COLUMBUS – More than 70 percent of Ohioans who say they are familiar with issues pertaining to large-scale poultry and livestock facilities are concerned that the farms pose a threat to Ohio’s water and stream quality.
According to an Ohio State University survey of about 4,000 Ohioans conducted last summer, one-third or 1,267 respondents said they were familiar with the issues.
Of those, 71 percent agreed or strongly agreed with the statement, “Large-scale poultry and livestock facilities pose a serious threat to water and stream quality in Ohio.”
In addition, 59 percent agreed or strongly agreed that the facilities “are a threat to rural quality of life.”
< Initial findings./b> Jeff Sharp, assistant professor of rural sociology and one of the lead investigators of the survey, presented initial findings of the study at a conference Dec. 12.
Sharp also reported that the large scale-poultry and livestock issue currently appears to be a regional issue in the state.
Nearly 56 percent of central Ohioans and 43 percent of northwest Ohioans reporting they were familiar with the issue compared to 25 percent of northeasterners and 27 percent of southwesterners.
Colored views. Not surprisingly, respondents’ views of the livestock issue and other agricultural issues is often colored by how closely linked they are to farming, Sharp said.
For example, people with farming parents or grandparents tend to be more trusting of farmers and generally have more positive attitudes toward agriculture, Sharp said.
In all, 29 percent of the respondents had parents who at one time owned or operated a farm, and 49 percent had grandparents who had a farm, Sharp said.
However, that connection to farming through family history was much more likely for older respondents.
The implication is that the strength of support and good will of Ohioans toward agriculture could diminish as that generation dies off unless agriculture finds new ways to develop links between nonfarmers and farming, he said.
“One of the messages to be drawn from this research is that, yes, indeed Ohio is an agricultural state with many Ohioans having farming roots, but we also see that agriculture is changing and some of that change can be controversial because it isn’t consistent with the way it used to be,” Sharp said.
Levels of concern. One part of the survey focused on the level of concern over large-scale poultry and livestock farms.
In all, 21 percent of all of the respondents were “very concerned” and 28 percent were “not at all concerned” about them, with the majority of respondents “somewhat concerned.”
However, of those who indicated they were familiar with the issues regarding large livestock facilities, concern was higher with 34 percent indicating they were “very concerned,” compared with only 14 percent being “very concerned” who were not familiar with the issues.
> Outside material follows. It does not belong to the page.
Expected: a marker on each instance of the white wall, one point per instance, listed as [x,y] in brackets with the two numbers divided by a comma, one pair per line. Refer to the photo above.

Those who said they were familiar with large-scale livestock farm issues were asked additional questions, including those that revealed strong concern about water quality and rural quality of life.
In addition, 59 percent of these respondents indicated they felt large-scale livestock farms positively contribute to Ohio’s economy.
Also, 48 percent said they felt increased regulation over the farms is needed, but the surveys were conducted during a time when the rules governing Ohio’s large livestock farms was in the midst of change.
The Ohio Department of Agriculture now oversees the farms under a new set of regulations that went into effect in August.
Way of life. Several factors were found to be associated with greater concern among respondents about the rural quality of life and environmental impacts, Sharp said.
Concern was found to be higher among those living in a county with higher livestock sales and among those having a more positive attitude toward an agrarian way of life.
Factors associated with lower concern among respondents included having parents who have owned or operated a farm, having a higher trust in farmers, and living near a large livestock facility.
“That last item seems counter-intuitive, but it may be that there are a large number of Ohioans living near livestock farms who have not had any troubles, after controlling for other possible factors that might influence their attitudes,” Sharp said.
Trusting farmers. Sharp said the survey also found that 59 percent of respondents said they trusted Ohio farmers to protect the environment. However, 29 percent of those respondents were “undecided” on that issue.
“Although we are not able to determine the trend without data from more than one year, I am concerned that the trend may be negative and that agriculture may begin to lose some of the social capital that leads nonfarmers to trust farmers to do the right thing,” Sharp said.
Increased education about agriculture and more networking between farmers and nonfarmers may be one way of reducing concern about agricultural practices and building trust of farmers.
More than 7,300 10-page surveys were delivered to Ohio residents this summer, and 4,020 surveys were returned for a response rate of 56 percent.
The characteristics of survey respondents were similar to characteristics of the adult population as reported in the 2000 Census.